You always need to specify some common object upon which the locks for all the threads can wait.

Only one thread at a time can own the lock for any given object. Thus if more than one thread tries to enter a section of code for which the lock must be acquired then only one thread will get the lock and all other threads will block. Note however that a thread can still execute a non-synchronized method or block of code even if the object is locked.

According to David Holmes, a synchronized non-static method locks the object to which the method belongs, on entry to the method and unlocks it on exit (well, if it already owns the lock - methods are reentrant - it actually increases and decreases the lock count respectively). The lock keeps all synchronized methods out of the object, not just other calls to that particular method. A statement:

synchronized (someObject) { /* crucial code */ }

locks the object someObject on entry to the statement and unlocks it on exit (or increases/decreases the count if its already owned). A synchronized instance method e.g.
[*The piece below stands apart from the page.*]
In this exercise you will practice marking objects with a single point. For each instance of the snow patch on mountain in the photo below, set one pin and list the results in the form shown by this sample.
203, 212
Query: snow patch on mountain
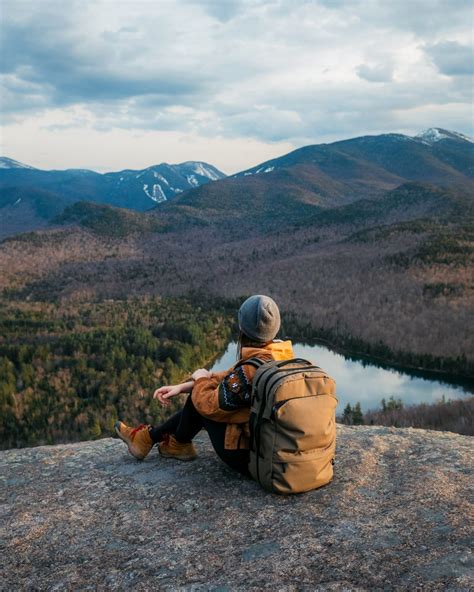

synchronized doit() { /* crucial code */ }

is syntactic shorthand for:

doit() { synchronized(this){ /* crucial code */ } }

To protect access to static variables you must lock the class object - which is what a synchronized static method does. Alternatively in any method you can obtain a lock on the class object explicitly using

synchronized (getClass()) { /* crucial code */ }

When multiple threads are waiting to acquire the lock on an object the order in which the lock is assigned to a waiting thread is not defined.

One simple application would be queue with multiple threads adding work to be done to it, and multiple threads removing packets of work to do from it. So long as you synchronised the get and put methods, all threads can share the same queue safely.

In many applications is safe to have many reader threads simultaneously accessing a data structure, but only one writer thread. If there is a writer thread active, then all other reader and writer threads must be blocked. Arranging this is somewhat trickier that locking the entire datastructure for every read/write.